Bild: 18. Mai, Madrid. Es regnet Flugblätter an der Uni
Am 18. Mai 1968 kommen in der Fakultät für Politik- und
Wirtschaftswissenschaften der Madrider Universität Complutense über 6.000
Studenten zusammen. Raimón, Liedermacher aus der Nähe von Valencia, gibt
ein Konzert. Einer seiner Texte geht so: „Gegen den Wind, das Gesicht gegen
den Wind, das Herz gegen den Wind (…) auf der Suche nach Licht, auf der
Suche nach Frieden …“
Raimón tritt im riesigen Lichthof des Gebäudes auf. Die Studenten drängen
sich, auch auf den Treppen und Galerien. An den Brüstungen hängen
Transparente „für Volksdemokratie“, „gegen die Oligarchie“, in „Soli…

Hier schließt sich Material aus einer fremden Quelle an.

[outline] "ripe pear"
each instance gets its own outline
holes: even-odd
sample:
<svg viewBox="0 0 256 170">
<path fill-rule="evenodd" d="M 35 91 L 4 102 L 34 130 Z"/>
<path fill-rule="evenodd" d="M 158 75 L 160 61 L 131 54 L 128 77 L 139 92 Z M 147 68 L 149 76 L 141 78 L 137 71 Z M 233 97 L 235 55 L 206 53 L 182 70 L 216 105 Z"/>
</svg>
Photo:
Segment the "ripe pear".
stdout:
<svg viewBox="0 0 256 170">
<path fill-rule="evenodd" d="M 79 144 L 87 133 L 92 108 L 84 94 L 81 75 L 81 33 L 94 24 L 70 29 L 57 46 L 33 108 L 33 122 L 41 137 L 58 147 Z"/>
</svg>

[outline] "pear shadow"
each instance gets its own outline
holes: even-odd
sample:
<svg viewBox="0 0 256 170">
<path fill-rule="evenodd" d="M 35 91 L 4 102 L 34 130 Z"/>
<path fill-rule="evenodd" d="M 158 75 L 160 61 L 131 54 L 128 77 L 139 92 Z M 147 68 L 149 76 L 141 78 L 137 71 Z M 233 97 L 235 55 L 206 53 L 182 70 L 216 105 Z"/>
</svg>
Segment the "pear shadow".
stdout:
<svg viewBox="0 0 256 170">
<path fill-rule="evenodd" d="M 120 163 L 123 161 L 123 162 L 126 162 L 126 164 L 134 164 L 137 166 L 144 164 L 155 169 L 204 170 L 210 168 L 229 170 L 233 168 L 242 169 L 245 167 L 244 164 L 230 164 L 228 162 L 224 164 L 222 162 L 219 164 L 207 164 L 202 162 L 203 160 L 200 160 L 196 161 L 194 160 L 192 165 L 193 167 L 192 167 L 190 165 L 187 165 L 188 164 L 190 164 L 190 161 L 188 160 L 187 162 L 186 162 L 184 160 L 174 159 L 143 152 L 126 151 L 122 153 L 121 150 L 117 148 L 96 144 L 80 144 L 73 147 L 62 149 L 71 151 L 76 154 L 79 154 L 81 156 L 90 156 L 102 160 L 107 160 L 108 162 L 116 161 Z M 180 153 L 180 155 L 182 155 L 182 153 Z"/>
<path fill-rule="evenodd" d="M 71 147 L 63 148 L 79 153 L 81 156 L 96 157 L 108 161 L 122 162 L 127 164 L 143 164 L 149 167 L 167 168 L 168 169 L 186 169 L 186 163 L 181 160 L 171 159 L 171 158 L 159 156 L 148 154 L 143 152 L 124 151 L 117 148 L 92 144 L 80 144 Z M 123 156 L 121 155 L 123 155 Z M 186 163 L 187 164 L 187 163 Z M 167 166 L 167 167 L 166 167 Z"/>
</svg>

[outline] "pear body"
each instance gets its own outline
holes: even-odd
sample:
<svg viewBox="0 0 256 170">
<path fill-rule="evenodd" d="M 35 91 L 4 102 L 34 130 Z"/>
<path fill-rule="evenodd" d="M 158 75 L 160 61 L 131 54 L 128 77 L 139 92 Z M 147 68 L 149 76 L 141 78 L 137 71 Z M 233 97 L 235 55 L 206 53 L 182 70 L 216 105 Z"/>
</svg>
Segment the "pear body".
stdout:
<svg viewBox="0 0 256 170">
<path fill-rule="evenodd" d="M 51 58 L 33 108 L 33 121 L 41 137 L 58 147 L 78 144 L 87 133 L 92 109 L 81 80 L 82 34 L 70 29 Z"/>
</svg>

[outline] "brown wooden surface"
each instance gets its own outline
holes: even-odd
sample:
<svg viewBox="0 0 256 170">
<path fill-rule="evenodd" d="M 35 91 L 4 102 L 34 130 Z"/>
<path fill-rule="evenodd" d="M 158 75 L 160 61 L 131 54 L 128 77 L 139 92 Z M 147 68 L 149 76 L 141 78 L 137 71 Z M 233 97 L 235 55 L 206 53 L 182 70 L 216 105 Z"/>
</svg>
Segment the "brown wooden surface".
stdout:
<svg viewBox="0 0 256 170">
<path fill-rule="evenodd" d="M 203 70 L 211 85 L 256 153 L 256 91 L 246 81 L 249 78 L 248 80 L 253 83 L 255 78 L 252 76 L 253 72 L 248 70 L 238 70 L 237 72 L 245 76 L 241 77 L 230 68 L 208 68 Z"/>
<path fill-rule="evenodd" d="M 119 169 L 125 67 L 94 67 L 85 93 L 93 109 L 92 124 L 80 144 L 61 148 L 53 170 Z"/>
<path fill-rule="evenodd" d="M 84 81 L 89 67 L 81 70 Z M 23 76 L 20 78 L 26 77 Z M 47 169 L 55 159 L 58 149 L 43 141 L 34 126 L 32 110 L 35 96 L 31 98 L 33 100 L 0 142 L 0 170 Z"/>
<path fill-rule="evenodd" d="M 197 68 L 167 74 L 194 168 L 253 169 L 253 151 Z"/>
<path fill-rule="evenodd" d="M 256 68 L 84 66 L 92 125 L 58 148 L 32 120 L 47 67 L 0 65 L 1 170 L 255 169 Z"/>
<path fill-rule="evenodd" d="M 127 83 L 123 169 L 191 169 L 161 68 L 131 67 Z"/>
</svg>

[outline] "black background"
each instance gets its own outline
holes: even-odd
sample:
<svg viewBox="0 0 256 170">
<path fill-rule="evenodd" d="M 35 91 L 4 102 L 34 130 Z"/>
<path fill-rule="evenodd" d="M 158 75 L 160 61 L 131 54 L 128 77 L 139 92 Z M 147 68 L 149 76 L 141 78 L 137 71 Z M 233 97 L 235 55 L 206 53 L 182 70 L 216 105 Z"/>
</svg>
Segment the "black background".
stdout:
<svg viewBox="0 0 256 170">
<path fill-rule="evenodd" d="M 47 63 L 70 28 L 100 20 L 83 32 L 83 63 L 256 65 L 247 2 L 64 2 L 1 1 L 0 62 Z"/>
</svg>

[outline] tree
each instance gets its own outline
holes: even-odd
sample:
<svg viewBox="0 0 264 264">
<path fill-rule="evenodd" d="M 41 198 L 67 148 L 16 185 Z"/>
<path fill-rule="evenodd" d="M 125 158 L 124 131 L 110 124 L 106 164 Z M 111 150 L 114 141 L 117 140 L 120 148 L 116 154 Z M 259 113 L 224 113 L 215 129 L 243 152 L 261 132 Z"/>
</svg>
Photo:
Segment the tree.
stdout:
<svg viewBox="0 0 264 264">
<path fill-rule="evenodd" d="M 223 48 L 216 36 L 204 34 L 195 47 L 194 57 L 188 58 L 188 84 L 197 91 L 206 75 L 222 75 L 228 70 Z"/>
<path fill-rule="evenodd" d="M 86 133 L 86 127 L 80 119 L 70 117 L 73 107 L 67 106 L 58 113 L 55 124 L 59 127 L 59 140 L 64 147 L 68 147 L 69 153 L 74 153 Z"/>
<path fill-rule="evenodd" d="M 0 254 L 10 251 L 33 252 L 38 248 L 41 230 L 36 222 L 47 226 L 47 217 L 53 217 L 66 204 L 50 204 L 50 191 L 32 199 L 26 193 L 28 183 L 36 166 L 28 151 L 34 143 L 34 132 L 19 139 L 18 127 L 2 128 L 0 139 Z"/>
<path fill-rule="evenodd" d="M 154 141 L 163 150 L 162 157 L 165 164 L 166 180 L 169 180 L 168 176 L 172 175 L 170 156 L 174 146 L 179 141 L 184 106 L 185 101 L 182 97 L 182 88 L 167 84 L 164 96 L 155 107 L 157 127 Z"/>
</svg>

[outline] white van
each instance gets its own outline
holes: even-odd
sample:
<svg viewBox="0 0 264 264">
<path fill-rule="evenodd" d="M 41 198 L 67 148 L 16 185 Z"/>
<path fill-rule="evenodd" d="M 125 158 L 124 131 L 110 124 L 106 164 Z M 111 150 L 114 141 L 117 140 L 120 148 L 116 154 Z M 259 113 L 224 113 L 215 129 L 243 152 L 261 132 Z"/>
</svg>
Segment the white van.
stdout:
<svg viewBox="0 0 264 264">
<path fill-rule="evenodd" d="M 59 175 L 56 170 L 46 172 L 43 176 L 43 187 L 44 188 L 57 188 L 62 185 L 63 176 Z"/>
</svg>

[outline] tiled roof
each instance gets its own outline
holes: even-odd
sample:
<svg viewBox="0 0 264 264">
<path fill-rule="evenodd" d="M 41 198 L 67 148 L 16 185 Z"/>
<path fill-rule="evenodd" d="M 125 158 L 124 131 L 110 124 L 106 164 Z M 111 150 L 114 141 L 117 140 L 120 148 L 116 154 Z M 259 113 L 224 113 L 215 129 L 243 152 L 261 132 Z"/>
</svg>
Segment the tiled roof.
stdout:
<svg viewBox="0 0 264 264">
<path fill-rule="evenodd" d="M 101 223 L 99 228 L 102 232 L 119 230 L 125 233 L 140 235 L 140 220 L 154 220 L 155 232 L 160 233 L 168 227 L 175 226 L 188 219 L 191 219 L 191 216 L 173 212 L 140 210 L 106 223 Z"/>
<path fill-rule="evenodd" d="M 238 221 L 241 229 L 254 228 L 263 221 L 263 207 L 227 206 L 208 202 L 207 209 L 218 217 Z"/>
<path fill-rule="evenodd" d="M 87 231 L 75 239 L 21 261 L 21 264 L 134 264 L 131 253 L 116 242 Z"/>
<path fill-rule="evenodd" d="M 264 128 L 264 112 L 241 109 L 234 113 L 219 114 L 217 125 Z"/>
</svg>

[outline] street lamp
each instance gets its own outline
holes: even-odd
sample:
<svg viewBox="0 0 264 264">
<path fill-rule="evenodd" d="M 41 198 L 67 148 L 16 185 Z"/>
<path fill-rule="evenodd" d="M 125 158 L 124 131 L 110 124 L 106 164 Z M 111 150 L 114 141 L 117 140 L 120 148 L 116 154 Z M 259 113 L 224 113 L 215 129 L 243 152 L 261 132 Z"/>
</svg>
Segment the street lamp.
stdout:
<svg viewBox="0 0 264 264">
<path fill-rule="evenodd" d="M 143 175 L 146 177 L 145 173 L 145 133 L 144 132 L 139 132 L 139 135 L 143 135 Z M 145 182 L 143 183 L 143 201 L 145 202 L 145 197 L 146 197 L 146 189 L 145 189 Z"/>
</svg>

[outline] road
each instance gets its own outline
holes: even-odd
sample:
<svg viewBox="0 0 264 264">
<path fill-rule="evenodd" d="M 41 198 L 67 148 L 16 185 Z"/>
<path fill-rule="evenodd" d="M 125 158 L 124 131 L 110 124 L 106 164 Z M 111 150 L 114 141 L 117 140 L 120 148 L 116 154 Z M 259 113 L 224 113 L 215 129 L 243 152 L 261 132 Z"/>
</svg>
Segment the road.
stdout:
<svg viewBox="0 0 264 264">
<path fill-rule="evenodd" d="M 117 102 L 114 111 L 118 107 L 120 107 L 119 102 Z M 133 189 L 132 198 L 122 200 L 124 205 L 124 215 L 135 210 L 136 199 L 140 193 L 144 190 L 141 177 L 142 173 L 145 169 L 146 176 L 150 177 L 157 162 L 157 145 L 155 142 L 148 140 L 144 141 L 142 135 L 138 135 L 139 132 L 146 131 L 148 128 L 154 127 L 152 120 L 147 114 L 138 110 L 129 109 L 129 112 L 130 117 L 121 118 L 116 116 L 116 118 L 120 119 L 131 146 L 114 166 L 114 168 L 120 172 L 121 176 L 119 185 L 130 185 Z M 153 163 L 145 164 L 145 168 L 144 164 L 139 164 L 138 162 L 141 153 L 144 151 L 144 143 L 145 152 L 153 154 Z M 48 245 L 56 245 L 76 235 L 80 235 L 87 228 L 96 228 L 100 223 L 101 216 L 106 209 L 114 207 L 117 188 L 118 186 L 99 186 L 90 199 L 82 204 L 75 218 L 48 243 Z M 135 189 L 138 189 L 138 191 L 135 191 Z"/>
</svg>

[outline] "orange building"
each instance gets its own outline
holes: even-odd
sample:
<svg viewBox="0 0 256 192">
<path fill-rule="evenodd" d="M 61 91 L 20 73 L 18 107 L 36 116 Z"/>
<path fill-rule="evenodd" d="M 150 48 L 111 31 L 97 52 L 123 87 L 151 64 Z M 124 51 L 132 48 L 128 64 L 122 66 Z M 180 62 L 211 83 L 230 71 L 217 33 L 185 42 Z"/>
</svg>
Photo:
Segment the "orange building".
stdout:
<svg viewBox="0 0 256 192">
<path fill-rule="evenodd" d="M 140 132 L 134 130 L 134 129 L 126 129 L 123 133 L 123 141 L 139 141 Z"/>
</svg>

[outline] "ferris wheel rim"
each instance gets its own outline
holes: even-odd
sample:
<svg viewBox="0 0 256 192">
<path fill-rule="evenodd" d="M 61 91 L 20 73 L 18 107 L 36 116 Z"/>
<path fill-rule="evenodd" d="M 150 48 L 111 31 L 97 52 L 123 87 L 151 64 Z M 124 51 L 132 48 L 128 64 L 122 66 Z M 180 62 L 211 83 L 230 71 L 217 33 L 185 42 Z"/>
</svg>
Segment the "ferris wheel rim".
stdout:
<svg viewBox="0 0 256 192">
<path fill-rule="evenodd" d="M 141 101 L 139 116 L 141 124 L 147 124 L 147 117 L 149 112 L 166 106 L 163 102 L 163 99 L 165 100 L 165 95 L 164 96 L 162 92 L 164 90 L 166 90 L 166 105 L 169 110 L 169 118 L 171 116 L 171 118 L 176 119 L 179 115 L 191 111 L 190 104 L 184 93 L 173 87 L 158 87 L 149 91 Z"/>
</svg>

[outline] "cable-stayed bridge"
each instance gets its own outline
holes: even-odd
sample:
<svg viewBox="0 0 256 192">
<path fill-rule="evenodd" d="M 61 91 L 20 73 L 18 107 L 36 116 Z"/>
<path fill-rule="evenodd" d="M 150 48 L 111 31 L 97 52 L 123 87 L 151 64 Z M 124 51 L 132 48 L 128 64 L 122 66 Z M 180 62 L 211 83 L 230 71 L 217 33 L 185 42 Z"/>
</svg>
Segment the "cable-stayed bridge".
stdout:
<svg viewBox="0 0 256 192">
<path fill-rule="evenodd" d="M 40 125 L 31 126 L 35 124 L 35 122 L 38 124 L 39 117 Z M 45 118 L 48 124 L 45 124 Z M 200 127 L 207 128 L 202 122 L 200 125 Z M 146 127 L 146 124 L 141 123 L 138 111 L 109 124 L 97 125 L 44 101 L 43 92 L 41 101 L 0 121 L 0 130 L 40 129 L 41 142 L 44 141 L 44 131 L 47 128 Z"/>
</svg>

mit Vietnam“. Ein Demonstrationszug nach dem Konzert wird von der
berittenen Polizei zusammengeknüppelt.
„Das erregte am meisten Aufmerksamkeit. Aber an der Uni kochte es schon
lange“, erinnert sich Jaime Pastor. Der heute 71-jährige pensionierte
Soziologieprofessor wird 1968 zum Studentenvertreter an der Politik- und
Wirtschaftsfakultät gewählt. Er ist einer der wichtigsten Studentenführer
jener rebellischen Zeit.
Vier Jahre ist er da schon in Madrid. „Freiheit vom Elternhaus“,
„Selbstfindung“ – Stichworte, die ihm zu seiner ersten Zeit dort einfalle…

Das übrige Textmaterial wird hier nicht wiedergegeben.